In fact, anybody trained in differential equations would find that rather obvious – a process where elements influence each other, change, and as they change influence each other to change more. So to some capacity, assuming the elite circulates, the non-elite influences the elite, the elite influences the non-elite, they both change by this exchange, then influence one another again, etc., etc.
Does the above mean that non-mathematical arguments are useless? Not at all. But as Aristotle teaches us in his Ethics, an argument can only be as precise as the reigning discipline may allow. And in the lebenswelt, the Lifeworld, the realm of human systems, things often do not allow for much precision at all.
Either Madison or Adams, I don’t have time to check the source right now, proclaimed enthusiastically that the ideas of Montesquieu were an “iron law,” a geometric truth just as eternal as the laws of Euclid. But do we really believe that is the case? Are checks and balances a “geometric truth?” No, they are not. [P.S. It was Jefferson].
The way to learn prudently is not to adopt ideas in a dogmatic totality, but to draw inspiration. To discern, to review, and to see how things apply to one’s experience, and always with much skepticism and a grain of salt.

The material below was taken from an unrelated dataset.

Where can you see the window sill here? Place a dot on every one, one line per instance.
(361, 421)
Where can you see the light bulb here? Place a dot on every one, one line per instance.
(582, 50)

So in an age where most lack even the memory of a solid educational foundation, we should be very careful when making sweeping oh-so-profound assertions regarding the human condition. This actually asserts the ever-true wisdom of the ancients that one should not dabble in philosophy before the age of 40.
There is a pretense of knowledge in too many numbers, and there is definitely a pretense in too many words.